← Back

Four hours

I shipped an MCP server, a REST API, API docs, API key management, programmatic SEO pages, and a bunch of homepage tweaks for Board Paper Scraper. That was a Tuesday, after work.

Board Paper Scraper indexes NHS trust board papers. Sales teams in health tech use it to find procurement signals. The data is good, but it was locked behind a dashboard. You had to log in, click around, read things with your eyes. Fine for humans, but AI agents want endpoints.

So I built them. A REST API with Bearer token auth:

GET /api/v1/trusts/search?q=london&type=acute
GET /api/v1/trusts/:id
GET /api/v1/trusts/:id/board-papers
GET /api/v1/board-papers/:id
GET /api/v1/board-papers/:id/files/:fileId/download

And an MCP server so Claude Code, Cursor, or Windsurf can connect with a single config block:

{
  "mcpServers": {
    "board-paper-sales": {
      "type": "streamable-http",
      "url": "https://boardpaperscraper.com/api/mcp",
      "headers": {
        "Authorization": "Bearer YOUR_API_KEY"
      }
    }
  }
}

Add that to your ~/.claude/mcp.json and you can ask "which acute trusts in London published board papers this month?" and get real answers from real data. No dashboard, no context switching.

Then API key management so customers can generate and revoke keys. Documentation with setup guides for every major AI tool. An llms.txt route so the docs are machine-readable too. Then 30+ programmatic SEO pages targeting integration and use case keywords. Then homepage improvements based on analytics.

Four hours. One PR.

The foundations matter

This was only possible because the existing codebase was well-structured. The internal API endpoints were already clean, the data layer was sensible, the patterns were consistent. AI didn't write this from nothing. It worked fast because it had good code to follow.
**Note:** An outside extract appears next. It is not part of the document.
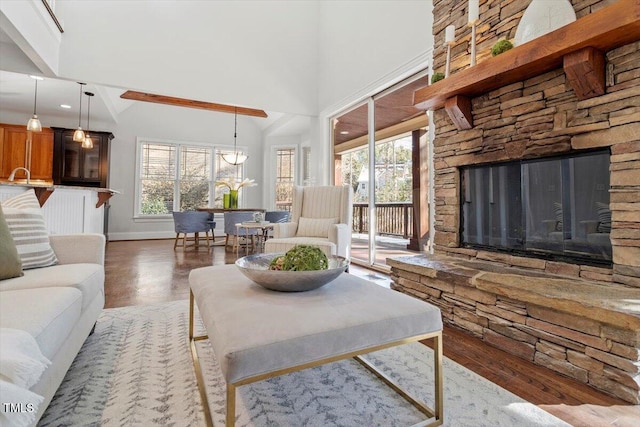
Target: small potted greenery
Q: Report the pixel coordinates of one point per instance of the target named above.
(436, 77)
(500, 47)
This is what people miss about AI-assisted development. It amplifies what's already there. If your codebase has clear patterns, AI extends those patterns at speed. If it's a mess, AI produces a mess faster. The quality of the foundations determines the quality of the output.

Count the roles

Think about what this work actually covers. The API is backend engineering. The MCP server is protocol integration. The SEO pages are content and growth. The documentation is technical writing. The homepage changes are product decisions driven by analytics.

In a traditional setup, that's a backend engineer, a frontend engineer, a content person, a technical writer, and a product manager making the prioritisation calls. Five different roles, or one person context-switching across all of them over several weeks.

Instead it was me, after work, with Claude Code open.

Any idea can be tested

This is the bit that matters. The interesting thing isn't "AI makes you faster." Everyone knows that. The interesting thing is that ideas which previously didn't justify the time now take so little effort that there's no reason not to try them.

Turning my dashboard into an API was always a good idea. It just never won a prioritisation fight. But when the cost drops from a week to four hours, the calculation changes completely. You stop asking "is this worth building?" and start asking "why haven't I built this already?"

No more "we haven't got time for that." You have. Literally. No more "let's revisit that next quarter." Just try it. The cost of testing an idea has dropped so far that the only real waste is not testing it.

A caveat

I should be fair: this works best when you're building something new, or extending a clean codebase. Legacy systems with poor documentation and tangled dependencies are a different story. AI can still help, but it's slower, more cautious work.

Even then, though, the question is the same: how fast is your feedback loop? How quickly can you go from idea to something testable? If the answer is still "weeks," something is wrong, and it's probably not the tools.